# Hubbards Landing



## BASSTRACKER66 (Oct 2, 2007)

Went out of Hubbards Landing on the Tensaw River this morning---three Bass--one Striper--two Catfish--three Bull Brim---Fun day

http://groups.msn.com/basstracker66/shoebox.msnw


----------



## DK'S G3 (Jan 4, 2008)

did you go down from Hubbards i love tensaw what was water temp


----------



## BASSTRACKER66 (Oct 2, 2007)

Down--South--of Hubbards Landing--spent most of my time in Douglas Lake. Water temp a cool 66. BT66


----------



## Tdevil76 (Oct 1, 2007)

What, no :takephoto........c'mon??


----------



## DK'S G3 (Jan 4, 2008)

> *BASSTRACKER66 (4/18/2008)*Down--South--of Hubbards Landing--spent most of my time in Douglas Lake.
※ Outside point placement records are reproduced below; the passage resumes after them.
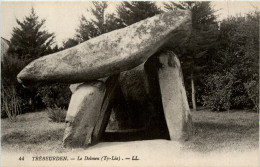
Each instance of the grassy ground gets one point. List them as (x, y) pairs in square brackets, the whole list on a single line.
[(234, 130)]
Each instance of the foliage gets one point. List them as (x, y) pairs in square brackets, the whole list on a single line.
[(134, 11), (29, 41), (238, 53), (70, 43), (11, 102), (218, 91), (102, 23), (195, 52), (55, 95), (56, 114)]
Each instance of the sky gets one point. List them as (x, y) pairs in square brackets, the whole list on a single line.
[(62, 18)]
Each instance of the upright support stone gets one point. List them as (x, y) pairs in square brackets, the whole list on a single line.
[(83, 113), (174, 99), (106, 108)]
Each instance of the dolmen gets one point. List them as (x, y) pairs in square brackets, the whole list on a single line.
[(132, 66)]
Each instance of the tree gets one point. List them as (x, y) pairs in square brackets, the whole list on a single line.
[(134, 11), (70, 43), (102, 23), (29, 41), (194, 53), (239, 54)]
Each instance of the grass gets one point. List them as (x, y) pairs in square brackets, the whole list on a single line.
[(234, 130)]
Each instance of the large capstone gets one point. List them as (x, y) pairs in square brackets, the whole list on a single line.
[(110, 53)]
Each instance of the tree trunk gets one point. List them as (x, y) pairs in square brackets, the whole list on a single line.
[(193, 93)]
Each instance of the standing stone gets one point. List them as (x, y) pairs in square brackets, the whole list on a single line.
[(106, 108), (174, 99), (83, 113)]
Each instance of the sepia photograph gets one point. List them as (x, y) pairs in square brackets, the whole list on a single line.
[(130, 83)]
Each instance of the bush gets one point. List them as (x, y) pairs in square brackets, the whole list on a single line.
[(11, 102), (57, 114), (218, 91), (252, 88)]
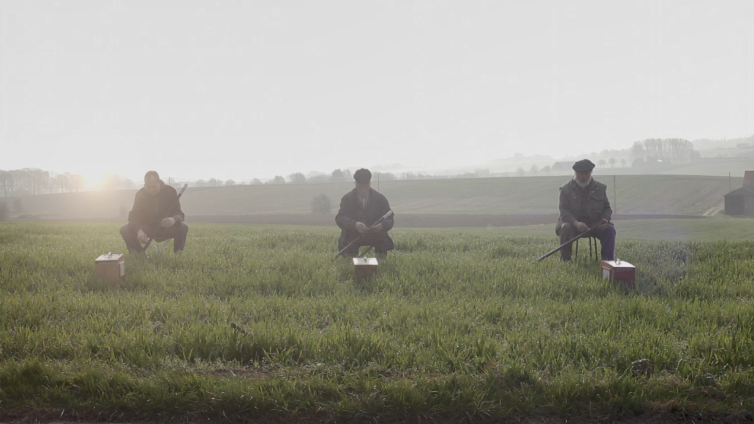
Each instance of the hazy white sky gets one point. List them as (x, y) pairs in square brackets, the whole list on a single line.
[(243, 89)]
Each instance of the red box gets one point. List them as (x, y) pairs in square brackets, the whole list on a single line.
[(619, 271)]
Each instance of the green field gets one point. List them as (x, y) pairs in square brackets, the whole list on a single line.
[(457, 326), (718, 228), (652, 194)]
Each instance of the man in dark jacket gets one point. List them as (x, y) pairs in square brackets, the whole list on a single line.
[(156, 214), (584, 204), (359, 209)]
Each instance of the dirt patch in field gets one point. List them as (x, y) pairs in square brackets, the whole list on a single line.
[(416, 220)]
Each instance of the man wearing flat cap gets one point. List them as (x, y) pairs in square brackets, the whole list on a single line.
[(156, 214), (360, 209), (584, 205)]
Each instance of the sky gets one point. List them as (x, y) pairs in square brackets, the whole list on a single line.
[(245, 89)]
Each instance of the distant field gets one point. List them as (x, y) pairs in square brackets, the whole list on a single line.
[(663, 194), (736, 169), (259, 324), (708, 229)]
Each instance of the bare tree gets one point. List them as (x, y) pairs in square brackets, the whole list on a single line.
[(6, 182)]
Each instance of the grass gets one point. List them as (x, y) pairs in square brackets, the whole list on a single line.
[(652, 194), (719, 228), (456, 326)]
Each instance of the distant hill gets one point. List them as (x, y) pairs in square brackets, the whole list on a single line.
[(637, 194)]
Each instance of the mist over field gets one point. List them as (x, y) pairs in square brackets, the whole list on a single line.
[(567, 186), (236, 90)]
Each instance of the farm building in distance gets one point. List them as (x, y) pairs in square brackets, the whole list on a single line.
[(741, 200)]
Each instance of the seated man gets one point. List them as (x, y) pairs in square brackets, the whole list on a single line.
[(156, 214), (360, 209), (584, 204)]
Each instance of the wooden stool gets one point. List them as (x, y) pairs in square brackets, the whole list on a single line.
[(596, 251)]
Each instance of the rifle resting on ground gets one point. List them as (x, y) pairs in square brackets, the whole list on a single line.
[(557, 249), (384, 217), (185, 186)]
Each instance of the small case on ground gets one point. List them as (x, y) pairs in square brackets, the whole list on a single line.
[(619, 271), (364, 267), (111, 267)]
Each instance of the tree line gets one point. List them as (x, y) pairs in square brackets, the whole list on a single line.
[(672, 150), (30, 181)]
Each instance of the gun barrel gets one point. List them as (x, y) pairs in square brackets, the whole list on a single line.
[(559, 248), (384, 217)]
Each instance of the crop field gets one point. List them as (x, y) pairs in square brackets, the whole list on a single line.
[(258, 323), (636, 194)]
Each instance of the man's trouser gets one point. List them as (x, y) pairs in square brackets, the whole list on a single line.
[(605, 236), (380, 241), (177, 232)]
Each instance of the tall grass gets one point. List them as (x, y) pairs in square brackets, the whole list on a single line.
[(259, 322)]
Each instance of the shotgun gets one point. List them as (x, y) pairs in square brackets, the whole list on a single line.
[(384, 217), (557, 249), (185, 186)]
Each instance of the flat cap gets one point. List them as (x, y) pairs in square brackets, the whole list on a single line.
[(584, 165), (362, 176)]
Water temp a cool 66. BT66


i think i will try and go sunday afternoon thanks for the info


----------



## BASSTRACKER66 (Oct 2, 2007)

Tdevil76:

Click on http://groups.msn.com/basstracker66/shoebox.msnw Thanks BT66


----------



## T.C. (Jan 17, 2008)

are the rivers high after last nights rain


----------



## T.C. (Jan 17, 2008)

are the rivers high after last nights rain


----------



## BASSTRACKER66 (Oct 2, 2007)

TC:

Over here-Baldwin Co Al.-the rain wasnt very much--less than a 1/2in by my rain gauge.


----------



## Tdevil76 (Oct 1, 2007)

> *BASSTRACKER66 (4/19/2008)*Tdevil76:
> 
> Click on http://groups.msn.com/basstracker66/shoebox.msnw Thanks BT66


For some unknown reason, that link is blocked out here at work...I mean home:doh. I'll have to try later


----------